# Dads Christmas quilt!



## Stiffchick (Jul 18, 2012)

I was inspired by others quilts on here, and decided to try to make my dad a disappearing nine patch quilt for christmas. I am so happy with how fast it worked up! So here it is! Still needs a border, batting backing and binding and quilting lol, but the piecing is done!
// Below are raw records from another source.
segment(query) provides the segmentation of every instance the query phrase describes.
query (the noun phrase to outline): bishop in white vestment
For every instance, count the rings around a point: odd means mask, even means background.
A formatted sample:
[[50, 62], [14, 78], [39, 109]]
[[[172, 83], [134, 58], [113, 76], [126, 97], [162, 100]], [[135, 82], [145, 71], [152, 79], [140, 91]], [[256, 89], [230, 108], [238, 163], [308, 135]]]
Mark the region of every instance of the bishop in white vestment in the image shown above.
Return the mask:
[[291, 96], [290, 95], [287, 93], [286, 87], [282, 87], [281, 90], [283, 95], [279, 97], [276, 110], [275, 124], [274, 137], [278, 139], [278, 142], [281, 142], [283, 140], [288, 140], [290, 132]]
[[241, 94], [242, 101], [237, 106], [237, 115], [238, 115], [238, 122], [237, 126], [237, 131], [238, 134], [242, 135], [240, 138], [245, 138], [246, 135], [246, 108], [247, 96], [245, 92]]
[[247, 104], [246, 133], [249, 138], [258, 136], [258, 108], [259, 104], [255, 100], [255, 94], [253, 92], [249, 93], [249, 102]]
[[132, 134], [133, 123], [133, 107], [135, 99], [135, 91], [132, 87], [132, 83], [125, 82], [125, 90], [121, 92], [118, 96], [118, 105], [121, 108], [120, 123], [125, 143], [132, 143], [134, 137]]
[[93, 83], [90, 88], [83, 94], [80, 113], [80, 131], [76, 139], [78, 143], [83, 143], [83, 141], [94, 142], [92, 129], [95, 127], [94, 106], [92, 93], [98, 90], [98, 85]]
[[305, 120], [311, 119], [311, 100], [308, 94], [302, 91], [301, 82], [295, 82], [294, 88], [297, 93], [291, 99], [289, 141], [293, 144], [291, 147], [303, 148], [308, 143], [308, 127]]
I hope these links work, I still cannot post attachments, and am new to picassa

https://picasaweb.google.com/114983474542266102409/November92012#5808767797497940370

https://picasaweb.google.com/114983474542266102409/November92012#5808767757285913378


----------



## DarleneJ (Jan 29, 2012)

The links don't work. Your handiwork sounds beautiful. Would love to see it.


----------



## Stiffchick (Jul 18, 2012)

I think I fixed it. I think I had them set so only I could see them, lol that dosent help anyone.


----------



## PonderosaQ (Jan 12, 2004)

Very nice my dad would have loved that.


----------



## CJ (May 10, 2002)

Nicely done and great color choices! Your dad will love it!


----------



## Stiffchick (Jul 18, 2012)

Thank you, I hope so. His favorite color is blue, but I couldnt find any that spoke to me. I did find one I love that I will buy for the backing, but dark green colors picked me lol and the other two, the ladies at the fabric store helped me choose. I was there over 2hours just staring at the bolts with my eyes blurred lol.


----------



## Belfrybat (Feb 21, 2003)

Your quilt is lovely. I really like the disappearing nine patch -- it looks good in both scrappy and controlled. I'm sure your dad will love it.


----------



## Ruby (May 10, 2002)

That's pretty. I love green.


----------



## HorseMom (Jul 31, 2005)

Very nice1 I bet he'll love it!
Heidi


----------



## Stiffchick (Jul 18, 2012)

Thank you I hope so. So, Sister and Dad are done. Mom still to go, I have a few ideas but nothing solid, other than it will be applique. And If I have time (and hopefully I will) I would like to make at least one, if not one each for my MIL and FIL.


----------



## bopeep (Apr 2, 2007)

BEAUTIFUL !!!!!!!!!!!!!!!!!!
I Love the green !!!!!!!!!!!!
Your Dad is a Blessd man !!!!
bopeep


----------



## DarleneJ (Jan 29, 2012)

It's just beautiful! Your dad will be so blessed by his creative and talented daughter.


----------



## ginnie5 (Jul 15, 2003)

beautiful!


----------



## hmsteader71 (Mar 16, 2006)

That's a great job!


----------



## AngieM2 (May 10, 2002)

That sure is very nice. I'm sure your Dad will love it.

Good luck on getting everything else you listed, done to your time table.


----------



## Barn Yarns (Oct 7, 2012)

I know your Dad will love it! looks awesome with the greens =)


----------



## Karen (Apr 17, 2002)

Beautiful! I know he will cherish it.


----------